First detailed analysis of dense molecular gas tracers in a low metallicity starburst galaxy, demonstrating their continued usefulness and implications for high-redshift galaxy studies.

Findings

HCN and HCO+ are detectable in low metallicity galaxy IC 10.

Dense gas fraction similar to spiral galaxies, lower than U/LIRGs.
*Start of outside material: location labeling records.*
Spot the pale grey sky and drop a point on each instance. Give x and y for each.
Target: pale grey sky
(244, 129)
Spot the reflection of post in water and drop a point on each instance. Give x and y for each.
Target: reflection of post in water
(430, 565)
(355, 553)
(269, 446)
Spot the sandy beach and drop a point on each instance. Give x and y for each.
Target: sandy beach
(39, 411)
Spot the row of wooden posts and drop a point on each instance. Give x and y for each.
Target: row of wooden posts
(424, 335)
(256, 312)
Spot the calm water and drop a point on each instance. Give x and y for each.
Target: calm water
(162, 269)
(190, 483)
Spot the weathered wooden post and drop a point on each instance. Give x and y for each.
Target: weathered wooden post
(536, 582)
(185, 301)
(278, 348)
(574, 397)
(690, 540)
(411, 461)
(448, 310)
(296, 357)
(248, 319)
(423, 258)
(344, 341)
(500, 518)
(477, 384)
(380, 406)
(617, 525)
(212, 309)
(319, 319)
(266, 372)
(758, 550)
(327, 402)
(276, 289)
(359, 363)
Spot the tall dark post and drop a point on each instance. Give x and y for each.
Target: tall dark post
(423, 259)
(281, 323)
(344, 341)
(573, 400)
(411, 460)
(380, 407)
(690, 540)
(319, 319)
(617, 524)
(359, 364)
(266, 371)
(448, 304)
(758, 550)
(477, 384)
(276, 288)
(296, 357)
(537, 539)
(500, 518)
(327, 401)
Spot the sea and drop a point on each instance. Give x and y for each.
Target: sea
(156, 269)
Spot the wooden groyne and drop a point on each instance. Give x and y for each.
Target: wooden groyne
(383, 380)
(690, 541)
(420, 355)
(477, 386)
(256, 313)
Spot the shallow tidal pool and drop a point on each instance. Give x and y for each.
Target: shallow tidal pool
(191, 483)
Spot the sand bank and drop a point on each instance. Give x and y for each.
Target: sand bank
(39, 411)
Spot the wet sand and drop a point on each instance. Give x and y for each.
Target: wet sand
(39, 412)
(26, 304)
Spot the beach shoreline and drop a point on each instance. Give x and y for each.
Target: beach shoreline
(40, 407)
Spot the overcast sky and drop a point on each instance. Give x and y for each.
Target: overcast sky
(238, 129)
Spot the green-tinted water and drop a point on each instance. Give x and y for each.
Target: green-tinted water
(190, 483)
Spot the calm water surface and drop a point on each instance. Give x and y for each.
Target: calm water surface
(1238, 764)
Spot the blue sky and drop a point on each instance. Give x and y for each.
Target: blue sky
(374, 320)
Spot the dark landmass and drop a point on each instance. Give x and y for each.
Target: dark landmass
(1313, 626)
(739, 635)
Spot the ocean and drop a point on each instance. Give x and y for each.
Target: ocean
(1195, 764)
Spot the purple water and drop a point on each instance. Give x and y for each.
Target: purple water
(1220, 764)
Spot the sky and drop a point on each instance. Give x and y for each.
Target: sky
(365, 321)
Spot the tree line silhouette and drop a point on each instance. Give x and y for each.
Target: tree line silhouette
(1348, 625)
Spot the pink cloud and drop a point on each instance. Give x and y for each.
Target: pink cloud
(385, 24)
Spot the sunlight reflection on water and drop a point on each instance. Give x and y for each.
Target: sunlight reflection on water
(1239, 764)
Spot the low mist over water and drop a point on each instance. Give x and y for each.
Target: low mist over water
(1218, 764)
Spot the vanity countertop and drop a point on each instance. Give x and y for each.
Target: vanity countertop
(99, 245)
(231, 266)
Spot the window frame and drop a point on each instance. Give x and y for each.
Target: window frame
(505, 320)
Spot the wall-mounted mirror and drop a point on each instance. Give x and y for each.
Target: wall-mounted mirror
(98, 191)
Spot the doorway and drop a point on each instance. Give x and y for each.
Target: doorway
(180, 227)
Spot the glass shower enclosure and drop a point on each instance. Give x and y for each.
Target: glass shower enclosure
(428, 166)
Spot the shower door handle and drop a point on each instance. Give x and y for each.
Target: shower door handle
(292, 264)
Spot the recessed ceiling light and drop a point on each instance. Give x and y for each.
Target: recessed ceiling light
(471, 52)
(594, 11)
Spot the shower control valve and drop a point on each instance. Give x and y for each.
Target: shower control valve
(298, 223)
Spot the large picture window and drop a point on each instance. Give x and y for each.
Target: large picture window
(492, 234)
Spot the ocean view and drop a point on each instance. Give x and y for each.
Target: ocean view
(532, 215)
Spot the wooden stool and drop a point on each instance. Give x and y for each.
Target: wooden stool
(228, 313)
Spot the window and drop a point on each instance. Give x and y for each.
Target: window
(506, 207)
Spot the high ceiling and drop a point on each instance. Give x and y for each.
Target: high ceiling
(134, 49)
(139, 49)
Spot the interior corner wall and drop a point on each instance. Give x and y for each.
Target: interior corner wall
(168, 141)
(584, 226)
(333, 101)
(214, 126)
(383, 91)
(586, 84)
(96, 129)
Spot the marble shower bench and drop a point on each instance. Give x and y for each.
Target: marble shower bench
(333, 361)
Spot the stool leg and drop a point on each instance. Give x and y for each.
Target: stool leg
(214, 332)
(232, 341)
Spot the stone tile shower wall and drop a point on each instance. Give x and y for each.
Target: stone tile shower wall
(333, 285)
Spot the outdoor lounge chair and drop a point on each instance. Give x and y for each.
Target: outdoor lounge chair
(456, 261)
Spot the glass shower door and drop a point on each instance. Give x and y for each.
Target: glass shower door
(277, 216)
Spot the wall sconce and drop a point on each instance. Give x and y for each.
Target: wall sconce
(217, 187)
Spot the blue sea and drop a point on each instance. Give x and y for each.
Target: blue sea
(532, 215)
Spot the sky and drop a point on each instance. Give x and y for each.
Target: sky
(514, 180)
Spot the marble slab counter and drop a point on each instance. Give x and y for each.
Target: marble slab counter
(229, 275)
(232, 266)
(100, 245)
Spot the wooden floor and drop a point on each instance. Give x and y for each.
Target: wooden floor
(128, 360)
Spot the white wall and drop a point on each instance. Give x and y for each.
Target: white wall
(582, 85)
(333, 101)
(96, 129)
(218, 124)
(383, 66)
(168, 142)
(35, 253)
Dense gas star formation efficiency is high, comparable to U/LIRGs.

Abstract

Dense molecular gas and star formation are correlated in galaxies. The effect of low metallicity on this relationship is crucial for interpreting observations of high redshift galaxies, which have lower metallicities than galaxies today. However, it remains relatively unexplored because dense molecular gas tracers like HCN and HCO+ are faint in low metallicity systems. We present Green Bank Telescope observations of HCN(1-0) and HCO+(1-0) on giant molecular cloud (34pc) scales in the nearby low metallicity ($12+\log({\rm O/H})=8.2$) starburst IC 10 and compare them to those in other galaxies. We detect HCN and HCO+ in one and three of five pointings, respectively. The $I_{\rm HCN}/I_{\rm HCO+}$ values are within the range seen in other galaxies, but are most similar to those seen in other low metallicity sources and in starbursts. The detections follow the fiducial $L_{\rm IR}$-$L_{\rm HCN}$ and $L_{\rm IR}$-$L_{\rm HCO+}$ relationships. These trends suggest that HCN and HCO+ can be used to trace dense molecular gas at metallicities of 1/4 $Z_\odot$, to first order. The dense gas fraction is similar to that in spiral galaxies, but lower than that in U/LIRGs. The dense molecular gas star formation efficiency, however, is on the upper end of those in normal galaxies and consistent with those in U/LIRGs. These results suggest that the CO and HCN/HCO+ emission occupy the same relative volumes as at higher metallicity, but that the entire emitting structure is reduced in size. Dense gas mass estimates for high redshift galaxies may need to be corrected for this effect.